Au Niger, le président déchu Mohamed Bazoum sera poursuivi pour haute trahison annonce la junte militaire

Avec cette annonce les militaires démontrent leur volonté de ne pas céder aux pressions régionales et internationales pour rétablir Bazoum au pouvoir.

Dans un communiqué paru dimanche et lu à la télévision d’Etat, les nouveaux dirigeants du Niger ont annoncé avoir des « preuves pour poursuivre devant les instances nationales et internationales compétentes le président déchu et ses complices locaux et étrangers, pour haute trahison et atteinte à la sûreté intérieure et extérieure du Niger ».

Cette décision du Conseil national pour la sauvegarde de la patrie (CNSP) a un peu surpris au moment où les putschistes se sont déclarés ouverts au dialogue pour trouver une issue à la crise.

Le Premier ministre nommé par la junte, Ali Mahamane Lamine Zeine, s’est dit optimiste quant à la tenue de pourparlers avec la CEDEAO dans les prochains jours « pour discuter de la manière dont les sanctions contre nous seront levées ».

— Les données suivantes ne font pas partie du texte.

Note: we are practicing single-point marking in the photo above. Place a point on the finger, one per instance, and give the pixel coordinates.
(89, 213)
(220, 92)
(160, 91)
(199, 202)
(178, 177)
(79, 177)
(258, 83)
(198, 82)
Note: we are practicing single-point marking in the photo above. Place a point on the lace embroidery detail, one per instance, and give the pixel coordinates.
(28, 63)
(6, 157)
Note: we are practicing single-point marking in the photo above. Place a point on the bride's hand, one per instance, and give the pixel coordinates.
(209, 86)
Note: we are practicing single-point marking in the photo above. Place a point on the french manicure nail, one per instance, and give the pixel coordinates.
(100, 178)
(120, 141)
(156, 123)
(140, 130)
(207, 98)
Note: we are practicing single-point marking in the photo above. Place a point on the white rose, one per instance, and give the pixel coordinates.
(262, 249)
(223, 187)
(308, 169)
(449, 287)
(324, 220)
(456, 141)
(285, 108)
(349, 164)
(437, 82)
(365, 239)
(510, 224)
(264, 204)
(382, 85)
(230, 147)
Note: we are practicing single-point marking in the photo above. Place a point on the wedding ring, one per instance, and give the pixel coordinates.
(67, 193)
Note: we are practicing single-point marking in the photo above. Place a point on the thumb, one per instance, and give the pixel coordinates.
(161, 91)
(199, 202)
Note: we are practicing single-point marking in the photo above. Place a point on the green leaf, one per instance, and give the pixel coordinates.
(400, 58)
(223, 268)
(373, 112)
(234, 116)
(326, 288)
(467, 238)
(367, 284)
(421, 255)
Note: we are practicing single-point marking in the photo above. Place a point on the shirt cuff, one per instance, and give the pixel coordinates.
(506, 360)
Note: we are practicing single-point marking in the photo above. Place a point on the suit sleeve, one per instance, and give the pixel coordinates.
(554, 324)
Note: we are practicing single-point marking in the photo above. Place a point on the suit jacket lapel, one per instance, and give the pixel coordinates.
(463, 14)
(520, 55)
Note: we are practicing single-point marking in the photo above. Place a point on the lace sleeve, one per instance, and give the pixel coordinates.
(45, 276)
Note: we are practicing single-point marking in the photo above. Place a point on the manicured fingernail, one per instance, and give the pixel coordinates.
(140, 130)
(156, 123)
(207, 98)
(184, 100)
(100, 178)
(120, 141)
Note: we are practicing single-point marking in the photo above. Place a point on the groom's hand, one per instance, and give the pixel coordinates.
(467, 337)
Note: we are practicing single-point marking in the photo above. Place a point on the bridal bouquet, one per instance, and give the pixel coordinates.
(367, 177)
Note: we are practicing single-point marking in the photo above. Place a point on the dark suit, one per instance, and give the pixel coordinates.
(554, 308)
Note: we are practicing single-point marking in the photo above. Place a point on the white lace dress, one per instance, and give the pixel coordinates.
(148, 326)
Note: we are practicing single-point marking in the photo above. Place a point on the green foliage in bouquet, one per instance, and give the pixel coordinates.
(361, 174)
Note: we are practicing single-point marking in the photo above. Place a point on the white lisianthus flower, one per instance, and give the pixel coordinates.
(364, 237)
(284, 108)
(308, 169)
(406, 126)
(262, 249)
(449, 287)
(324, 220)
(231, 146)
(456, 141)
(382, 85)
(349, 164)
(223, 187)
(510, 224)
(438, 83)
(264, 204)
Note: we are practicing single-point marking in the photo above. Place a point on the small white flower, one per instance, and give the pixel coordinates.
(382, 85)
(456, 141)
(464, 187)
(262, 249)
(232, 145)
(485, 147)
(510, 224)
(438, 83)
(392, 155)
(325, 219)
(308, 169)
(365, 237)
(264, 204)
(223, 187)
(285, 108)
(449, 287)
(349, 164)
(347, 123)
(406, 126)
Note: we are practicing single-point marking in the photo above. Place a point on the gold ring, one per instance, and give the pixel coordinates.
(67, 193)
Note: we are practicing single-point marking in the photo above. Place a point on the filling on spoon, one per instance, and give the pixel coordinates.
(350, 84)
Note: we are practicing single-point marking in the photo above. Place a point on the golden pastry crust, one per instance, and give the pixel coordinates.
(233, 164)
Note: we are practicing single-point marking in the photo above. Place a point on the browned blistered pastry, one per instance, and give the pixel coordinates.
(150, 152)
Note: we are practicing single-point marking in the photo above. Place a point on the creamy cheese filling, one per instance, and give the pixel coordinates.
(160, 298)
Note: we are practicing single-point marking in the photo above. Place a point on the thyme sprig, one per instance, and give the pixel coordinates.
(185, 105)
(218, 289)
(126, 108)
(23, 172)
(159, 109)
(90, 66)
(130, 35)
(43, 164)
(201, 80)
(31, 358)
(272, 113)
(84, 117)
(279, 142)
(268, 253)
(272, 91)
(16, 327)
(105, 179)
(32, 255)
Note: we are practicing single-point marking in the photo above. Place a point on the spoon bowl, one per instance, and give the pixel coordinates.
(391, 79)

La CEDEAO a imposé des sanctions à la junte, notamment en coupant l’électricité au Niger. Cela a provoqué des coupures de courant dans la capitale Niamey et dans d’autres grandes villes.

Le président déchu est détenu avec sa femme et son fils dans le sous-sol de son palais depuis que le coup d’État le 26 juillet et leur santé suscite de plus en plus d’inquiétudes.

Samedi 12 août, Mohamed Bazoum a pu recevoir la visite de son médecin personnel. Selon lui, toutes les personnes retenues « vont bien » et Mohamed Bazoum « a le moral haut ». Mais le président a indiqué que le traitement réservé aux siens et à lui-même est « inhumain et cruel ».

Le chef des droits de l’homme de l’ONU, Volker Turk, a qualifié les conditions de détention d’inhumaines, dégradantes et contraires au droit international des droits de l’homme.